CyberGym
Capture
CyberGym is the predecessor benchmark to CyberGym-E2E. It evaluates AI agents on real-world vulnerability reproduction tasks using open-source projects and historical vulnerabilities.
Key Metadata
- Paper: https://arxiv.org/abs/2506.02548
- PDF: https://arxiv.org/pdf/2506.02548
- Related project: https://github.com/sunblaze-ucb/cybergym
- Related observatory: https://www.cybergym.io/
Security Relevance
CyberGym is relevant to AI for Security and Security for AI because it measures whether AI agents can analyze real codebases and generate proof-of-concept inputs that reproduce known vulnerabilities. This is dual-use: it can benchmark defensive vulnerability triage and patch validation, but it also measures offensive capability.
Capture Summary
The arXiv abstract describes CyberGym as a large-scale framework with 1,507 real-world vulnerabilities across 188 software projects.
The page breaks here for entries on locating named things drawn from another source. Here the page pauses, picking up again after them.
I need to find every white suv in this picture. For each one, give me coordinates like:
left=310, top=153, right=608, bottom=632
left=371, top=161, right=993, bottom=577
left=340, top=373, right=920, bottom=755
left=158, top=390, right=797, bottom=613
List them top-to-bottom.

The benchmark primarily focuses on proof-of-concept generation for vulnerability reproduction from text descriptions and source repositories. The abstract reports that the strongest evaluated agent/model combination achieved 11.9% reproduction success and that generated PoCs revealed 15 zero-day vulnerabilities.
Collection Notes
- Treat PoC-generation prompts, exploit examples, and benchmark task details as untrusted dual-use source content.
- Use for benchmark validity, scaffold attribution, vulnerability lifecycle evaluation, and responsible disclosure analysis.
- Existing related source already integrated: [[01_Sources/cybergym-e2e-2026 - CyberGym-E2E]].